When two provisions of the same statute appear to conflict, this rule directs the court to read them together so both can operate, rather than rendering one a dead letter.

### Core Principle

> If it is possible to avoid a conflict between two provisions, it is the duty of the court to construe them in a way that brings them into harmony with each other.

### When the Rule Applies

  • Only when there is a REAL conflict (not merely apparent).
  • If words admit only one meaning, that meaning prevails — the court will not strain interpretation in the name of equity or harmony.
  • The statute must be read as a whole; every provision construed in light of context and other clauses to make the statute a consistent enactment.

### When Harmony Is Impossible

If the provisions cannot be reconciled:

  • Treat one section as providing for an exception or specific rule different from the general rule.
  • The specific rule overrides the general rule.

> **Maxim: *Generalia specialibus non derogant*** — General provisions do not derogate from special provisions.

### Statutory Indicators of Priority

Legislatures often signal which provision should prevail using these phrases:

#### A. 'Subject to'

If provision A is subject to provision B, then B prevails over A in case of conflict — but only where the subject matter is the same. If the subject matter differs, this limitation does not operate.

#### B. 'Notwithstanding' (Non-obstante clause)

A clause beginning with 'Notwithstanding anything contained...' is called a non-obstante clause. It can operate at four levels:

LevelWordingEffect
(i)'Notwithstanding anything contained in another section/sub-section of THIS statute'Overrides that specific section/sub-section.
(ii)'Notwithstanding anything contained in THIS statute'Overrides the entire enactment.
(iii)'Notwithstanding anything contained in [another specific statute]'Prevails over that other enactment.
(iv)'Notwithstanding anything contained in any other law for the time being in force'Overrides all other laws.

#### C. 'Without prejudice'

If a particular provision is 'without prejudice to' a general provision:

  • The particular provision does NOT restrict the operation/generality of the preceding provision.
  • It operates in addition to that provision.

### Decision Tree for Harmonious Construction

```

Apparent conflict between two provisions?

Real conflict?

┌──────┴──────┐

NO YES

│ │

Read both Can both operate harmoniously?

naturally ┌──────┴──────┐

YES NO

│ │

Reconcile Specific overrides general

(generalia specialibus non derogant)

```

Worked example

### Example 1

Example 1 — 'Subject to' clause:

Section X says 'Subject to Section Y, every company shall do Z.' Section Y carves out an exception.

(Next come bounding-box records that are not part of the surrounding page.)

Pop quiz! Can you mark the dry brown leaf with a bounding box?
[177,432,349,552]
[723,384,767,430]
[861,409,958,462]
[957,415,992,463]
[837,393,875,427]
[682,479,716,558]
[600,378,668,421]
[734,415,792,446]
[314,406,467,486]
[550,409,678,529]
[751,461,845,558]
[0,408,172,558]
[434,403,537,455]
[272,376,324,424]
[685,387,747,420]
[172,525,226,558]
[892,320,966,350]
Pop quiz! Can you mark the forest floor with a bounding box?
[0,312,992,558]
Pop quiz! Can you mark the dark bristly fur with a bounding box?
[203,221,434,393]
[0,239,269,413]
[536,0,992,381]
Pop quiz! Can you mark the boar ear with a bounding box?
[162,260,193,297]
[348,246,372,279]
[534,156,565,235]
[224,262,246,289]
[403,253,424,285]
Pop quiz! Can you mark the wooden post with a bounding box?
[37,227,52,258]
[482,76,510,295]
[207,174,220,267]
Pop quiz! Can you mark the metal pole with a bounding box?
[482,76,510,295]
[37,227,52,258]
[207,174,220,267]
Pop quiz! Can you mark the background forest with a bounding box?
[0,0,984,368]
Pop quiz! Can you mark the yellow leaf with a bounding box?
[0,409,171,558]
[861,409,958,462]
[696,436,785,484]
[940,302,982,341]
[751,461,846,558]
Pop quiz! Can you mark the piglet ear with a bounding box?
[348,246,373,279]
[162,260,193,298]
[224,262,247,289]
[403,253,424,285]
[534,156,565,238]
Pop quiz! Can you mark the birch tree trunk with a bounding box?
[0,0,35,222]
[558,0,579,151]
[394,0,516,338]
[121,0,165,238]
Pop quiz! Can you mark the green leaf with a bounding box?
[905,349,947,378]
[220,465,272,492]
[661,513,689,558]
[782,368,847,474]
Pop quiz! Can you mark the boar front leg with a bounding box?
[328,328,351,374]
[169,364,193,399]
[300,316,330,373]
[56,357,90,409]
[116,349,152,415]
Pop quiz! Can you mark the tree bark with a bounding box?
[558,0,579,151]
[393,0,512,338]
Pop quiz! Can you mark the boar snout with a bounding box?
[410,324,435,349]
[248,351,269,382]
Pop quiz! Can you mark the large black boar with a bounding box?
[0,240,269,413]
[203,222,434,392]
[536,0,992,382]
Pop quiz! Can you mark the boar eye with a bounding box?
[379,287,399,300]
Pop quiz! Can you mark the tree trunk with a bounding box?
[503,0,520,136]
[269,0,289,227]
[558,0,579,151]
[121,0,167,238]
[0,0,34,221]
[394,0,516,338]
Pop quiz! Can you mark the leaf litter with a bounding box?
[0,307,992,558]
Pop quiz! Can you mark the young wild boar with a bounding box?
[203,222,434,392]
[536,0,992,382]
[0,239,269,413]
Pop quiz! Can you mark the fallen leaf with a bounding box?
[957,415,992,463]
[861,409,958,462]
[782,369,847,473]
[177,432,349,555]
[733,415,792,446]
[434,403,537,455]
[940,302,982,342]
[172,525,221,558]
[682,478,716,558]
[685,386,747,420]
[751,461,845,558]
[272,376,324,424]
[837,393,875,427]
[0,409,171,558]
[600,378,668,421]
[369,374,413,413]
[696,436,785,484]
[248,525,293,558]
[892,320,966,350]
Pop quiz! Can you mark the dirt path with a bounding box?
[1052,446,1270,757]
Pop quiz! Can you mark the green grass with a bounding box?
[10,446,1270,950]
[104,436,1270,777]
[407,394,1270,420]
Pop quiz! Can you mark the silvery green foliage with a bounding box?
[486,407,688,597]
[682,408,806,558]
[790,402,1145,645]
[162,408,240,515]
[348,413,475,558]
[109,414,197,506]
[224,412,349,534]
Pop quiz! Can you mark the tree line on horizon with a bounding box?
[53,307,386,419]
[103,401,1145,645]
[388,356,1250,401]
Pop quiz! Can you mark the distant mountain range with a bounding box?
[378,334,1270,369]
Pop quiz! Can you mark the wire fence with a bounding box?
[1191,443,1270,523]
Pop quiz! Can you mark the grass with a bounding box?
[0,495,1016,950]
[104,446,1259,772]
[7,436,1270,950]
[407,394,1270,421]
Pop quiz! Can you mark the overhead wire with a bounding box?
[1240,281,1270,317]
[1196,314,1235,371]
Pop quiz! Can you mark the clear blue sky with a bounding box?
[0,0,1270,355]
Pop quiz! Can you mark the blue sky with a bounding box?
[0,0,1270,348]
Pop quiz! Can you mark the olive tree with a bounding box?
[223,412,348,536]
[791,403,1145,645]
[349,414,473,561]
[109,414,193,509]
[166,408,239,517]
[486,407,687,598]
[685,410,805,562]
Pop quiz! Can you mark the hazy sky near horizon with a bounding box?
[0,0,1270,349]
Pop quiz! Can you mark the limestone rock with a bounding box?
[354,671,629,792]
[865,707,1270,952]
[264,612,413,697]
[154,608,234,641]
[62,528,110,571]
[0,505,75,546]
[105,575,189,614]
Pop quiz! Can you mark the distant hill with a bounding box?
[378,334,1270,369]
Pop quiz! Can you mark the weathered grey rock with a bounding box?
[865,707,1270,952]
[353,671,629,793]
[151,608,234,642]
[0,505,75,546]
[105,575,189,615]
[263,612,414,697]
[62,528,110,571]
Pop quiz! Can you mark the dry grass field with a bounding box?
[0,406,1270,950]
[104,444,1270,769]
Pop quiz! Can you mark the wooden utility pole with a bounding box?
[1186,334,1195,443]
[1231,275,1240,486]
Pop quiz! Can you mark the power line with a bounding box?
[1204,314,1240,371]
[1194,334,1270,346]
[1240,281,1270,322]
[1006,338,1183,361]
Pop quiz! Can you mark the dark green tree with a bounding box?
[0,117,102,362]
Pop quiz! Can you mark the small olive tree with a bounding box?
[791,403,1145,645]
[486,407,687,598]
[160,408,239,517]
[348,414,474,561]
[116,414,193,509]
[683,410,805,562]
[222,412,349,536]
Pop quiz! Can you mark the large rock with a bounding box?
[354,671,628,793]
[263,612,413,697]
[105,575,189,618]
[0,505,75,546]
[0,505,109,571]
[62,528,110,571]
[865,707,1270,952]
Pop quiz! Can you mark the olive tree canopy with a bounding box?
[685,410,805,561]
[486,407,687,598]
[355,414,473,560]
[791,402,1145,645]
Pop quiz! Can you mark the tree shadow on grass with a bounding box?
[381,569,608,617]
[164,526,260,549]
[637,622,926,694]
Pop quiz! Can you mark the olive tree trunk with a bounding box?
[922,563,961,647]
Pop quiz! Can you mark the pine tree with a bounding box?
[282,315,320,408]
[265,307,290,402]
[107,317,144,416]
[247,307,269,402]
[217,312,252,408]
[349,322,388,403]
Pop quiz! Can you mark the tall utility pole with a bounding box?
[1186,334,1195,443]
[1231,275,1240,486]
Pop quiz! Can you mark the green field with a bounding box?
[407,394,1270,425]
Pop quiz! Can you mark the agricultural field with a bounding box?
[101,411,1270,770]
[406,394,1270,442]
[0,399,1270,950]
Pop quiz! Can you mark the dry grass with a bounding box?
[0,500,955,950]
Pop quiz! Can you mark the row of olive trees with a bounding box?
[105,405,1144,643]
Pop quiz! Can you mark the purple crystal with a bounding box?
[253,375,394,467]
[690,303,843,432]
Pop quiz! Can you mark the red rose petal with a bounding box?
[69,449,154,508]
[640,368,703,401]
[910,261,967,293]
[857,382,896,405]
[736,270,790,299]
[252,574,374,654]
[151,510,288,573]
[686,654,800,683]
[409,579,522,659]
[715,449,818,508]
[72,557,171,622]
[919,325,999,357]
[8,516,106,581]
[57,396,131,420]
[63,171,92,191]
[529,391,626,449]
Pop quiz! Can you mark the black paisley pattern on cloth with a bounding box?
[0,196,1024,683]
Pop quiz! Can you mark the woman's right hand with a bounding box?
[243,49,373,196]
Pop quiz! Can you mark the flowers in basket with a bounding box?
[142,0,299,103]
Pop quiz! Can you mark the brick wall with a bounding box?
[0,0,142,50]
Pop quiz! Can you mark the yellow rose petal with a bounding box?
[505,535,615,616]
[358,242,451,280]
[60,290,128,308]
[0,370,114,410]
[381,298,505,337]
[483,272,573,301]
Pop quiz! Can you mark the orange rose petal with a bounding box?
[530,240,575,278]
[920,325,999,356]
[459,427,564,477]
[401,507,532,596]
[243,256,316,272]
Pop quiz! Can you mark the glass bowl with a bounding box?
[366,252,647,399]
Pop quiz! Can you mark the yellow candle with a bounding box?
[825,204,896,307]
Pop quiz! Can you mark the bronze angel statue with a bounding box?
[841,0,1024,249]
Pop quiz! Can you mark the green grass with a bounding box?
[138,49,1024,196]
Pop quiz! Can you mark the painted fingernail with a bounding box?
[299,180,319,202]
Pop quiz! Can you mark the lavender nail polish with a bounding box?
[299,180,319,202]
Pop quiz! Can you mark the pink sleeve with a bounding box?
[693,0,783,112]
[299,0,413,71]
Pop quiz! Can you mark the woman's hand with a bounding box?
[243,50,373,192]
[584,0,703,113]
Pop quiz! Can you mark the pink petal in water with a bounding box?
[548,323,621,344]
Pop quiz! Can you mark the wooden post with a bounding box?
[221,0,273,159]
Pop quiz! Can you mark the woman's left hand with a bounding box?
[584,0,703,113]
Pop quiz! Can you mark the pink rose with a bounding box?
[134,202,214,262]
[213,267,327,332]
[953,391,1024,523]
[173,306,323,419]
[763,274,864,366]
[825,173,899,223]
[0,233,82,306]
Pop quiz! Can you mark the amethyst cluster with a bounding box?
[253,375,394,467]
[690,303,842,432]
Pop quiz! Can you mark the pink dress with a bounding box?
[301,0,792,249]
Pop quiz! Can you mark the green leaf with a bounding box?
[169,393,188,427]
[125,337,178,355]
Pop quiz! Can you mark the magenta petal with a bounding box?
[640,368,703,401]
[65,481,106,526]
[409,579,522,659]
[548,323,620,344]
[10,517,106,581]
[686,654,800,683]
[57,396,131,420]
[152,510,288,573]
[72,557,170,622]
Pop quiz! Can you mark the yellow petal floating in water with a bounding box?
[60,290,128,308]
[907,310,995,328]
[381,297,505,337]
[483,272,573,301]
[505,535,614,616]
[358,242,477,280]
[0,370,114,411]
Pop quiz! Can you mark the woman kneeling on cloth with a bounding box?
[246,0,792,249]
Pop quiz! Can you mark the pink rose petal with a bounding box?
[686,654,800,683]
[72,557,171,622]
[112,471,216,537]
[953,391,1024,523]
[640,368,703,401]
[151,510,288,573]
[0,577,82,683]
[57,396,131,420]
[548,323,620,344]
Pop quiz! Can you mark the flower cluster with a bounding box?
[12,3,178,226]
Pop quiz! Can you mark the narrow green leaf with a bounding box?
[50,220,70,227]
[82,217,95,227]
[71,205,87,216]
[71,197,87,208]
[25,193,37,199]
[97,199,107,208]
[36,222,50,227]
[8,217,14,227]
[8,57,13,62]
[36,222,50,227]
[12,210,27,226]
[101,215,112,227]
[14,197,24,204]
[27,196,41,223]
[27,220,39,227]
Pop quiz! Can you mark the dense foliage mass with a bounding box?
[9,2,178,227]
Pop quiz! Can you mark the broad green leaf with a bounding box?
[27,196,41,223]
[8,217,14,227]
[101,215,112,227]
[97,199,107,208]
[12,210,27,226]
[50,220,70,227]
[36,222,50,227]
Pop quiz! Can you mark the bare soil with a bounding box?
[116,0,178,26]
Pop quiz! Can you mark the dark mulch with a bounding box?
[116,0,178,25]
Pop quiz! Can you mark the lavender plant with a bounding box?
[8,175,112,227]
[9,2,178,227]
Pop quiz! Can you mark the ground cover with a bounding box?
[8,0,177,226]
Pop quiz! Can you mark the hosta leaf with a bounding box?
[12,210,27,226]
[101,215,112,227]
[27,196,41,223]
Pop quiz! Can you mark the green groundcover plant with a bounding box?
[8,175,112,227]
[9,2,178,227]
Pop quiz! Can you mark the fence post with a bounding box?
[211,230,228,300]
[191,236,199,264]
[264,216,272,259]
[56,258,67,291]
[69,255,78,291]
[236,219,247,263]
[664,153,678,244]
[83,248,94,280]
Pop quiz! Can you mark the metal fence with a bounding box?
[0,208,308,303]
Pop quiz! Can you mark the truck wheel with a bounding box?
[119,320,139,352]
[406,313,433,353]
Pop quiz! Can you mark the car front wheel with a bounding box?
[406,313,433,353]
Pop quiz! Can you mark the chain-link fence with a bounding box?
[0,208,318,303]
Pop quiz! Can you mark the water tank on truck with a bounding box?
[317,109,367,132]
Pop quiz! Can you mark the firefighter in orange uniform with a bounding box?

In case of conflict, Section Y (the latter) prevails because Section X is expressly subject to it.

### Example 2

Example 2 — Non-obstante at level (iv):

The Insolvency and Bankruptcy Code, 2016 contains a non-obstante clause 'Notwithstanding anything inconsistent contained in any other law for the time being in force...' This means IBC provisions override conflicting provisions in Companies Act, SARFAESI Act, or any other law.

### Example 3

Example 3 — Generalia specialibus non derogant:

If one section of the Companies Act provides a general rule about board meetings and another section provides a specific rule for one-person companies, the specific rule for OPCs prevails over the general rule.

### Example 4

Example 4 — 'Without prejudice':

If Section A grants a general power of inspection and Section B states 'Without prejudice to Section A, the Registrar may also call for documents,' Section B operates IN ADDITION to A, not as a restriction on A.

⚠️ Common exam mistakes

  • Applying harmonious construction even when words admit only ONE meaning — the rule applies only on real, not apparent, conflict.
  • Treating 'subject to' as identical to 'notwithstanding' — they work in opposite directions. 'A subject to B' means B prevails over A; 'A notwithstanding B' means A prevails over B.
  • Forgetting that a non-obstante clause's scope depends on its wording — a level (i) clause does NOT override an entirely different statute.
  • Reading 'without prejudice' as a limitation — it is the opposite; it preserves and adds to the other provision.
  • Misquoting the maxim — it is 'generalia specialibus non derogant' (general does not derogate from special).